In the sixth chapter of the same Epistle, the writer shows the same concern for Christians who deliberately turn away from God and abandon their faith:

For it is impossible for those who were once enlightened, and have tasted of the heavenly gift, and were made partakers of the Holy Ghost, And have tasted the good word of God, and the powers of the world to come, If they shall fall away, to renew them again unto repentance; seeing they crucify to themselves the Son of God afresh, and put him to an open shame. For the earth which drinketh in the rain that cometh oft upon it, and bringeth forth herbs meet for them by whom it is dressed, receiveth blessing from God: But that which beareth thorns and briers is rejected, and is nigh unto cursing; whose end is to be burned.


– Hebrews 6:4-8. KJV


In our Epistle Lesson today, the writer is concerned that none of the Christians to whom he is writing ever reaches the point he has described in the portion of the sixth chapter of his Epistle quoted above. Therefore he urges them to see to it that they do not refuse God, who is speaking to them.

To understand this better, we must bear in mind the continual contrasts between the Old and New Covenants in this Epistle and the superiority of the New. In the twelfth chapter of the Epistle to the Hebrews, the writer draws the contrast between Mt.

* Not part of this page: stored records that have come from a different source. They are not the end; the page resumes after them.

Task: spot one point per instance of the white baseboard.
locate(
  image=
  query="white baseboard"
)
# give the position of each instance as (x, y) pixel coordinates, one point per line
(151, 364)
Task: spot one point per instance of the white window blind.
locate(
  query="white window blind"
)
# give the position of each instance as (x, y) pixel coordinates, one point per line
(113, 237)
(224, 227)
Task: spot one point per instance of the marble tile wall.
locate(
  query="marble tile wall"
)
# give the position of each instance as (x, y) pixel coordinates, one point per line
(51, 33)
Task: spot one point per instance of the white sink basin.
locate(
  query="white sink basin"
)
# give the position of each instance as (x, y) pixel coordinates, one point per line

Horeb, where the Israelites told Moses their fear of hearing God’s voice, when God gave them the Ten Commandments (Deuteronomy 5), and Mt. Zion and the city of the living God, the heavenly Jerusalem. The contrast between Mt. Horeb and Mt. Zion here emphasizes the vast difference between the giving of the Old Covenant in a way that showed God must be feared and obeyed, and the giving of the New Covenant, with all the hope that Christ has brought to all who believe in him. Instead of darkness, fire, thunder, there are the innumerable company of angels, the general assembly and Church of the first-born, God the Judge of all, the spirits of just men made perfect, Jesus the Mediator of the New Covenant, and his sprinkled Blood that redeems mankind (Heb. 12:22-24). This marvelously glorious sight should be more than enough to motivate the faithful to stay their course and remain faithful in their love for God and obedience to him.

But if this wonderful prospect of meeting with the Lord and the myriads of angels as well as the full assembly of the redeemed is not enough to motivate the believer, then he must be motivated by the fear of God and the retribution that results from rebellion against him and rejection of his commands:

For if they escaped not who refused him that spake on earth, much more shall not we escape, if we turn away from him that speaketh from heaven: Whose voice then shook the earth: but now he hath promised, saying, Yet once more I shake not the earth only, but also heaven.


– Hebrews 12:25b-26, KJV

The voice of God will shake the heavens and the earth, according to Haggai 2:7 & 22.


Since God will do this, and the future of everything except his kingdom is uncertain, we believers must place all our hope in God, and since we have an unshakeable kingdom, let us have the grace to serve God in a way that pleases him, with reverence and awe, for our God is a consuming fire (Heb. 12:29; Deut. 4:24). Therefore, let us pay close attention to the Lord’s commands in his word, and live a life of obedience, with reverence for God and awe at his presence in our lives to save us, guide us, and sanctify us.



[1] p. 433, Craig Brian Larson & Phyllis Ten Elshof (General Editors): 1001 Illustrations that Connect. Grand Rapids, Michigan: Zondervan, Christianity Today International, 2008.